SEP 15, 2017

When Septic Shock Becomes Deadly

WRITTEN BY: Kara Marker

Sepsis is the tenth most common cause of death in the United States, but most of those deaths aren’t directly due to the effects of sepsis. Rather, death is a result of secondary infections that take advantage of a “distracted” immune system during sepsis. In a new study from the University of Iowa, scientists pick apart exactly what happens during sepsis that prevents the immune system from effectively protecting the body.

What is sepsis?

Sepsis is what happens when an infection reaches the bloodstream, and pathogens begin to circulate all over the body, attracting the attention of the entire immune system. This triggers a dangerously enormous immune response, and can lead to septic shock – a drastic drop in blood pressure followed by heart failure, stroke, and other severe organ damage.

Sepsis and the heart

Multiple studies in the past several decades have investigated myocardial depression during sepsis, a series of negative effects on the heart’s muscle cells that occur during the systemic immune response to pathogens in the blood. While there has yet to be conclusive evidence fully explaining what happens to the heart during sepsis, researchers have observed impaired function in the left ventricle, decreased contractility, and impaired myocardial compliance.

The research

From past studies, University of Iowa researchers knew that sepsis reduces the amount and suppresses the function of memory T cells in the circulation. Memory T cells “remember” pathogens they’ve encountered before and warn effector immune cells of their presence. Now scientists wanted to know if sepsis has the same effect on tissue-resident memory T cells (TRMs), which, as their name suggests, stay out of the circulation and remain at their “home base” – tissues that are prone to infection, like the skin.

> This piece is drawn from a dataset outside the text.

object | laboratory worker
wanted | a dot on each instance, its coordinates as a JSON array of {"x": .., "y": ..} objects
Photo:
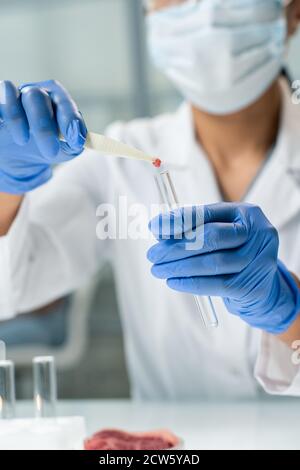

The new study began with mice models of sepsis, infected with bacteria to mimic what happens in the human body during sepsis. Researchers manually stimulated production of TRMs in the skin and watched what happen during sepsis.

They found that while sepsis did not negatively impact the levels and function of TRMs in the skin like it does with circulating memory T cells, there was one catch: TRMs were less effective at warning B cells and other T cells of the presence of pathogens and recruiting them to the scene of the crime. The molecular reason? During sepsis, interferons don’t work like they should, and they’re vital for cell-to-cell communication in the immune system.

Going forward

University of Iowa scientists still have a few questions about sepsis, the immune system, and the open window of vulnerability that lets secondary infections settle in and pose major threats. For example, do these effects last long-term or only temporarily? Depending on whether the present study’s results are translatable to human studies, researchers might know a lot more in the near future.

The present study was published in the journal PLOS Pathogens.